Trivia question: Who was the first black baseball player to get the title? Answer: Willie Stargell in 1979, and he had to share with Terry Bradshaw in a “Pittsburgh champions” cover. Stargell was indicative in one sense: He was the World Series MVP that year, and most of SI’s baseball SOTY have been World Series MVPs:
Year | Player | Team | Why? |
2014 | Madison Bumgarner | San Francisco Giants | World Series MVP |
2009 | Derek Jeter | New York Yankees | On World Series winning team |
2004 | Boston Red Sox | Boston Red Sox | World Series winners |
2001 | Randy Johnson/Curt Schilling | Arizona Diamondbacks | World Series MVPs |
1998 |
Mark McGwire/ Sammy Sosa |
Cardinals/Cubs | Homerun champions |
1995 | Cal Ripken, Jr. | Baltimore Orioles | Consecutive game streak |
1988 | Orel Hershiser | Los Angeles Dodgers | World Series MVP |
1979 | Willie Stargell | Pittsburgh Pirates | World Series MVP |
1975 | Pete Rose | Cincinnati Reds | World Series MVP |
1969 | Tom Seaver | New York Mets | On World Series-winning team (MVP: Donn Clendenon) |
1967 | Carl Yastrzemski | Boston Red Sox | On World Series-losing team (WS MVP: Bob Gibson) |
1965 | Sandy Koufax | Los Angeles Dodgers | World Series MVP |
1957 | Stan Musial | St. Louis Cardinals | 2nd in NL MVP (to Hank Aaron) |
1955 | Johnny Podres | Brooklyn Dodgers | World Series MVP |
It's interesting checking out when it didn't go to the World Series MVP. In ‘57, Hank Aaron won the NL MVP, the Milwaukee Braves won the World Series, and in it he hit .393 with 3 homeruns and 7 RBIs but didn’t win the MVP because Lew Burdette had one of the greatest Series ever: 3-0, 27 IP, 2 earned runs, 0.67 ERA. Burdette was Christy Mathewson for a week. So why not Burdette? I guess because his season was good but not great: No Cy Young votes. So why not the guy who was the best position player on the champs and who was also NL MVP? Why choose the guy who finished second to him in the MVP voting and whose team didn't even make the Series? You know why. Business concerns, too, probably. You don't want the South rising in anger again, as it did when SI dared to put Willie Mays on the cover with manager Leo Durocher and Durocher's wife.
It's tough to argue Yaz in ‘67 but Bob Gibson did go 3-0 in the Series that year. Seaver?
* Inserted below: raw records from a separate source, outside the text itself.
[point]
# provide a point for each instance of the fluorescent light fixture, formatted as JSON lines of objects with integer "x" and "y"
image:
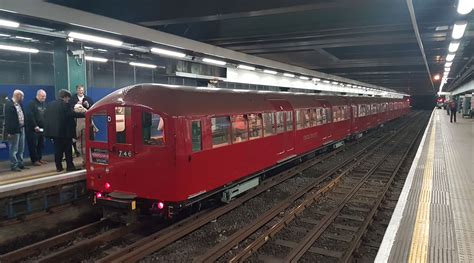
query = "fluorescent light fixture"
{"x": 214, "y": 61}
{"x": 96, "y": 59}
{"x": 143, "y": 65}
{"x": 450, "y": 57}
{"x": 465, "y": 6}
{"x": 19, "y": 49}
{"x": 453, "y": 46}
{"x": 246, "y": 67}
{"x": 24, "y": 38}
{"x": 95, "y": 39}
{"x": 168, "y": 52}
{"x": 207, "y": 88}
{"x": 9, "y": 23}
{"x": 458, "y": 29}
{"x": 270, "y": 71}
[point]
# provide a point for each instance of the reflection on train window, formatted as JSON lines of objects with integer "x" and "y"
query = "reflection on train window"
{"x": 122, "y": 117}
{"x": 268, "y": 124}
{"x": 220, "y": 131}
{"x": 255, "y": 126}
{"x": 289, "y": 121}
{"x": 280, "y": 121}
{"x": 98, "y": 127}
{"x": 239, "y": 128}
{"x": 196, "y": 136}
{"x": 152, "y": 129}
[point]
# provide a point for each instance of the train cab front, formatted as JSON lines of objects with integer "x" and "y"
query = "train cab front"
{"x": 119, "y": 144}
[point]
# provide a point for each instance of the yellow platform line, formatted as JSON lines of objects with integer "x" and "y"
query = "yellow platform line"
{"x": 421, "y": 232}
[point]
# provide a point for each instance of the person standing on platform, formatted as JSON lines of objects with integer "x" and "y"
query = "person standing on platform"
{"x": 61, "y": 128}
{"x": 80, "y": 103}
{"x": 15, "y": 128}
{"x": 453, "y": 107}
{"x": 35, "y": 126}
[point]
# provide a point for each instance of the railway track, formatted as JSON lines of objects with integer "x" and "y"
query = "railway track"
{"x": 66, "y": 245}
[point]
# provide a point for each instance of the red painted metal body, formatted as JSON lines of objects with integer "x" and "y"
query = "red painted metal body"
{"x": 172, "y": 172}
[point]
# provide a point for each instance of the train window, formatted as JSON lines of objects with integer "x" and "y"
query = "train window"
{"x": 196, "y": 136}
{"x": 268, "y": 124}
{"x": 220, "y": 127}
{"x": 98, "y": 126}
{"x": 280, "y": 121}
{"x": 122, "y": 117}
{"x": 289, "y": 121}
{"x": 239, "y": 128}
{"x": 152, "y": 129}
{"x": 255, "y": 126}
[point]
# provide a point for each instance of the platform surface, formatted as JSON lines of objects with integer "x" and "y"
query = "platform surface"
{"x": 434, "y": 217}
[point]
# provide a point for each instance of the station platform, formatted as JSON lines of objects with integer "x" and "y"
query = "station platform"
{"x": 433, "y": 220}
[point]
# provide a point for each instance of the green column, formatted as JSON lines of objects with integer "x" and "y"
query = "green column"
{"x": 69, "y": 69}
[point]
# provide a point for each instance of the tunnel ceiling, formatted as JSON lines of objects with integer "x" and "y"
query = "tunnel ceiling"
{"x": 367, "y": 40}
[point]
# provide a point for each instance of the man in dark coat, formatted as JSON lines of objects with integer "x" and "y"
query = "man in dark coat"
{"x": 61, "y": 127}
{"x": 35, "y": 127}
{"x": 15, "y": 128}
{"x": 82, "y": 100}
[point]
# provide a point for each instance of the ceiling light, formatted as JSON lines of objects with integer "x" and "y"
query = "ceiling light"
{"x": 453, "y": 46}
{"x": 450, "y": 57}
{"x": 9, "y": 23}
{"x": 465, "y": 6}
{"x": 96, "y": 39}
{"x": 168, "y": 52}
{"x": 246, "y": 67}
{"x": 270, "y": 71}
{"x": 143, "y": 65}
{"x": 214, "y": 61}
{"x": 19, "y": 49}
{"x": 458, "y": 29}
{"x": 96, "y": 59}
Best player on the upstart Mets, but he went 1-1 in the Series when his team went 4-1. No Clemente in ’71 or Reggie in ‘77. Lee Trevino and Steve Cauthen, respectively. As a result, the only African-American baseball player to be honored without a white guy next to him was Derek Jeter in 2009. Jeter had a good season that year, finishing third in MVP voting, but led the league in nothing. He also had a good postseason, and even hit .409 in the Series. But the better postseasons were had by A-Rod, who kept crushing homers, and Hideki Matsui, the World Series MVP, who batted .615 (you read that right) with 3 homers and 8 RBIs. But Jeter was the face of the franchise. He also sold magazines.
The list is often reflective of its times, and most likely of SI’s readership: the big three + golf. It ignored women and black athletes for too long, then fumbled trying to make it up to them, then seemed to lose interest at least where women were concerned. Until last year, that is, when, for the first time, it chose a black woman. And what happened? Readers thought it should've been a horse. Plus ca change.